I suppose I am not the only person facing this problem. From time to time, you come across some report which is running very slow. Or just a stand-alone SQL statement, which somebody in your company needs to execute once a month, and they might not even remember who wrote it. And you look at 200 lines of code, and think – how I can even start to optimize it? 

It usually helps if a person who wrote the code is still around. Even better, if this report was written just recently and the requirements are still fresh in people’s minds. Still – what would you do, if you have very limited time, very convoluted SQL, and you need to figure out how to make it better so that it won’t block ten other processes? 

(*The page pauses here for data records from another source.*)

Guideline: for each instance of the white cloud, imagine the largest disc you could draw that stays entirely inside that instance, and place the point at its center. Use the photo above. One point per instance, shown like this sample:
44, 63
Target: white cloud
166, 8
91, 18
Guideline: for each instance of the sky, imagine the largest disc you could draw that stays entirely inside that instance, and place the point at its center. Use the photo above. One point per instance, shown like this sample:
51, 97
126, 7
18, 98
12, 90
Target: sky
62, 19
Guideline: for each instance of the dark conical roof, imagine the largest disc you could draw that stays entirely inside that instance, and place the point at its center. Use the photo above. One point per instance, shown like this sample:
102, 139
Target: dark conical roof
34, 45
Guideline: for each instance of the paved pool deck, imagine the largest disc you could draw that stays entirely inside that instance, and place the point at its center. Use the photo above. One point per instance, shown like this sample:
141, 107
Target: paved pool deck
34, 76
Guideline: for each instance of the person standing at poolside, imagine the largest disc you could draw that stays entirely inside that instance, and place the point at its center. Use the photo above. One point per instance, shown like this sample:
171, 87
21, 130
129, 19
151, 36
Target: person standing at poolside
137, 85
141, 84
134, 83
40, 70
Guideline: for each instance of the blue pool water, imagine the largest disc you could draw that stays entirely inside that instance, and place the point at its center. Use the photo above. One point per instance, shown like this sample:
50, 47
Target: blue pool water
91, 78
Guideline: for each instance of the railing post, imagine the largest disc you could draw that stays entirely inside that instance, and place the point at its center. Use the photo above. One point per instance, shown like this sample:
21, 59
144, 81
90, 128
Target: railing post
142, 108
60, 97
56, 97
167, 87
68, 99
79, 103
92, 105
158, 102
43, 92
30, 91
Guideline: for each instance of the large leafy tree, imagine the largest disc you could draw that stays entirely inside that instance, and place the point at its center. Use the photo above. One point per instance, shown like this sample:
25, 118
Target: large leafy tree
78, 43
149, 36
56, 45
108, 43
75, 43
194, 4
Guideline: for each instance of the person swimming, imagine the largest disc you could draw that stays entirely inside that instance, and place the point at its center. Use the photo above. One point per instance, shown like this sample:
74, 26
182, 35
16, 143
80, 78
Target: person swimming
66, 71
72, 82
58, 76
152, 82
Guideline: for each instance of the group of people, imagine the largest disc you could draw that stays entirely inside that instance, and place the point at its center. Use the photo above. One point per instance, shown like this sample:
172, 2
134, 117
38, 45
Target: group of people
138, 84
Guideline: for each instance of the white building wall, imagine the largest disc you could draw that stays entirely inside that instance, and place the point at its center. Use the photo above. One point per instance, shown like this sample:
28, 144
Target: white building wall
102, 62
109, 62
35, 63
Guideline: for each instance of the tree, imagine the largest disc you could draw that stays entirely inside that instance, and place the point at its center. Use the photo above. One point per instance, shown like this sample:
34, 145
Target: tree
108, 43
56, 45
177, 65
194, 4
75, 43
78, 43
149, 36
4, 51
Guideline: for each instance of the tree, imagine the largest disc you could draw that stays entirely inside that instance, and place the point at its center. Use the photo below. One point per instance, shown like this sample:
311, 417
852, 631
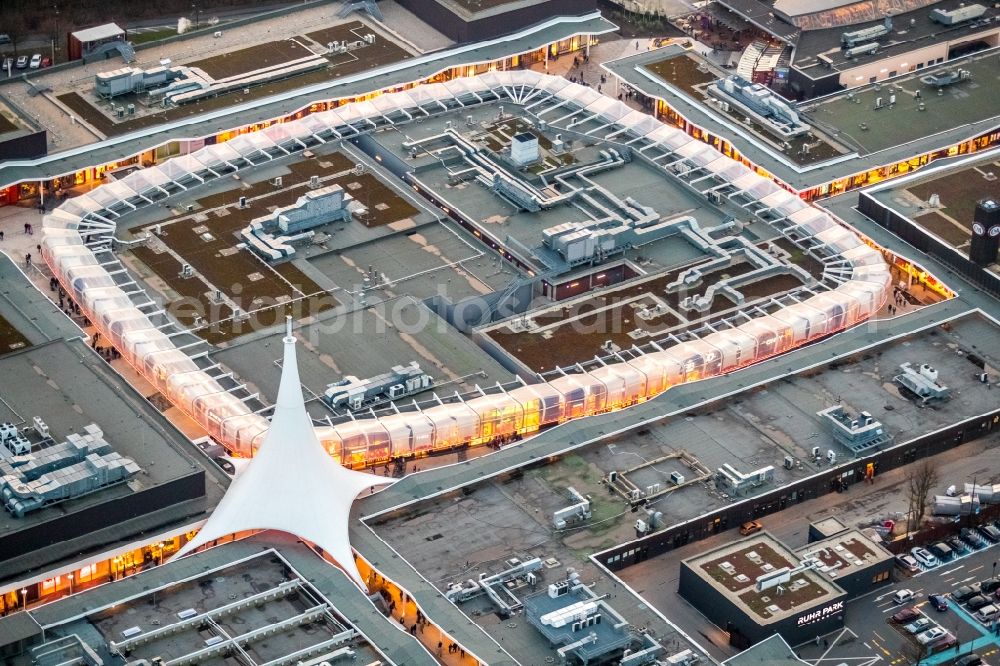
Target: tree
14, 27
920, 480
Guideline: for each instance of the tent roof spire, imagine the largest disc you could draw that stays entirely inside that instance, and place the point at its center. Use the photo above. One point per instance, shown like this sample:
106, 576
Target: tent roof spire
292, 485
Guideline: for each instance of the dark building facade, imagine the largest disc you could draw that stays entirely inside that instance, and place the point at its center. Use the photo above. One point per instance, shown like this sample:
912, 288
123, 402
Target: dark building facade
463, 24
746, 627
985, 232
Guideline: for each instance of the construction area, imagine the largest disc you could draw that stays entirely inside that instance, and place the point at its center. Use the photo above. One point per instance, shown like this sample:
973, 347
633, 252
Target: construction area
561, 511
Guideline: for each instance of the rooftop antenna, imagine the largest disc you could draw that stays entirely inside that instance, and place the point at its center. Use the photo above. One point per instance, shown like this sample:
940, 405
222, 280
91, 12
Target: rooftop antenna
369, 6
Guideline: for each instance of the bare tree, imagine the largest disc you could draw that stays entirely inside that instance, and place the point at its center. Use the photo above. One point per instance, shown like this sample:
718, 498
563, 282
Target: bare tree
13, 27
920, 480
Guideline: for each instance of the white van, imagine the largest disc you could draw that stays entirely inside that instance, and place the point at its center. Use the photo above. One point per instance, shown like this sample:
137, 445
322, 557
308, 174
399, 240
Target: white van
987, 614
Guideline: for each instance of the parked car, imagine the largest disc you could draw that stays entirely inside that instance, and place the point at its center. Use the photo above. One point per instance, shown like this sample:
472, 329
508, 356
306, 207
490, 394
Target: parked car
939, 602
957, 545
973, 538
977, 602
906, 615
924, 556
931, 635
902, 596
919, 625
990, 533
988, 613
907, 563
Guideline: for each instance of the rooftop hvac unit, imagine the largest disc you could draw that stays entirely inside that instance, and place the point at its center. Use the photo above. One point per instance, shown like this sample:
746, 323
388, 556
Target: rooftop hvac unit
7, 431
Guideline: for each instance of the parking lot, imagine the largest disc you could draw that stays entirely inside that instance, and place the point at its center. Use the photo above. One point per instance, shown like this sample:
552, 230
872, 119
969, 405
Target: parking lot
870, 634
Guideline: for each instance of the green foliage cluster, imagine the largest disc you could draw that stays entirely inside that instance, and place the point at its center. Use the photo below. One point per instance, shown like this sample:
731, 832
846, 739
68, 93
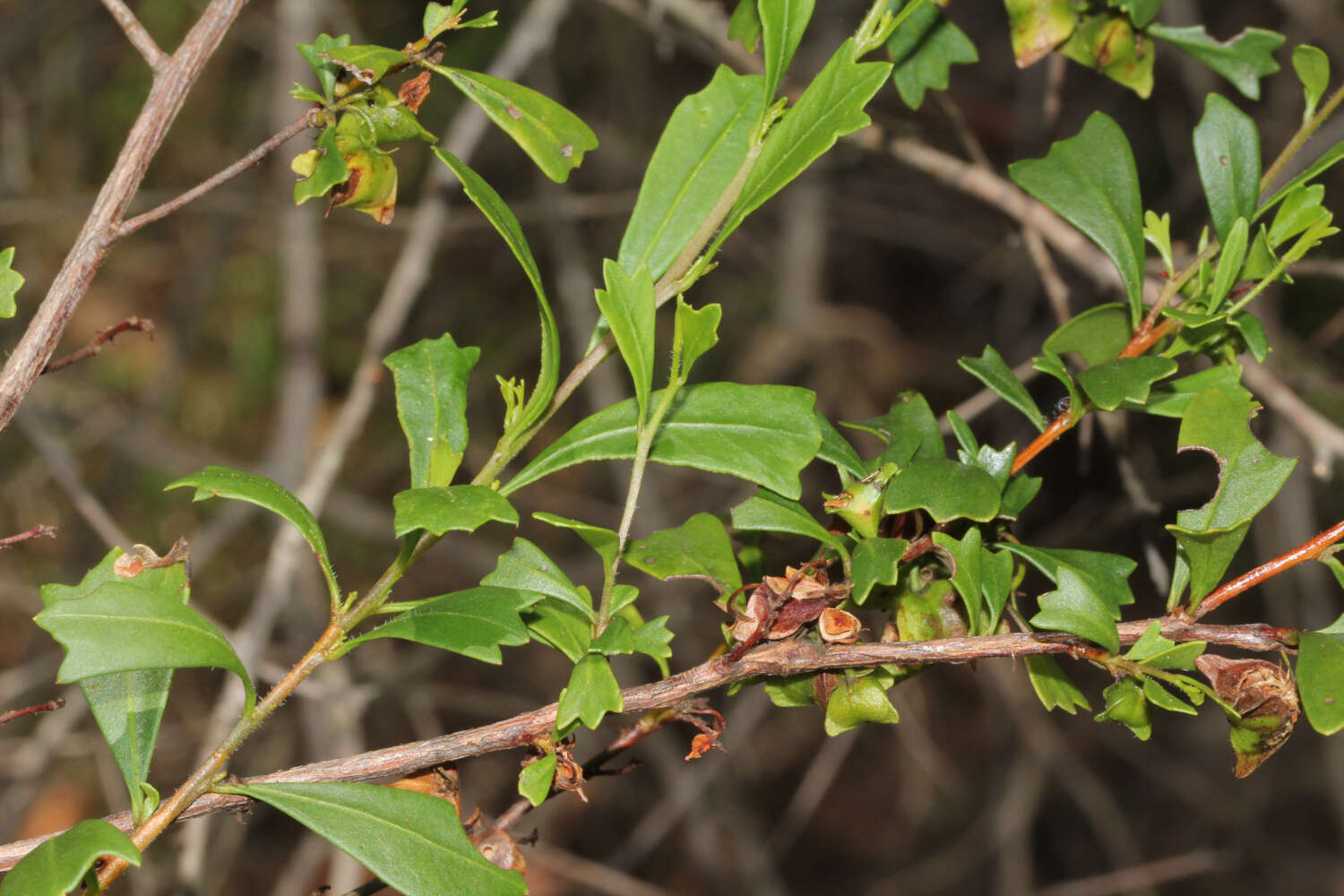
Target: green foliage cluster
926, 543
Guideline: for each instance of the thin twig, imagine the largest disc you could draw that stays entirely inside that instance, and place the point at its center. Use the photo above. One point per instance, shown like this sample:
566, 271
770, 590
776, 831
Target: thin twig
250, 160
172, 81
35, 532
1309, 551
32, 711
136, 34
105, 336
774, 659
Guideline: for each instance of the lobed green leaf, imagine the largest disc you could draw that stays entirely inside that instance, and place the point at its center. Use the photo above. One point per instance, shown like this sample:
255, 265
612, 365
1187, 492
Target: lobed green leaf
225, 482
58, 866
413, 841
763, 435
698, 548
1091, 182
551, 134
120, 627
475, 622
1228, 155
430, 379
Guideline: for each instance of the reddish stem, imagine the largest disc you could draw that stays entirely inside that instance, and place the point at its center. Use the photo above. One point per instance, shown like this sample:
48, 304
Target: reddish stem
31, 711
1308, 551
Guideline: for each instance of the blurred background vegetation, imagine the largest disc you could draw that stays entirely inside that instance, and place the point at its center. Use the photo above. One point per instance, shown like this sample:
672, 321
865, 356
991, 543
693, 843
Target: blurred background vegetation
863, 280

For a while, I’ve been trying to come up with simple guidelines for report writers, which would help to ensure that their reports perform decently without anybody spending ten times more time. It turned out that a very short list of rules can cover pretty much all the situations. We’ve been using these guidelines for a while now, and I am pretty happy with the results. Here is the list:

  • For each report, figure out whether it is an “exception” report or a “summary” report. Exception means that we are looking for some errors, for abnormal execution. Such reports should return nothing if everything goes normally. Summary means that we want to process a large number of records and calculate some results, something like quarterly earnings. 
  • If a report in question is an “exception report,” define the criteria for the exception (what makes this report an exception). Make sure there is an index that can be used to select rows based on this criterion and make sure that this criterion is applied first in the execution plan. 
  • If a report is a summary, look for a way to update it incrementally. Make sure that there is an index to facilitate this search (most often, the increment will be by the time last updated, and this field should be indexed).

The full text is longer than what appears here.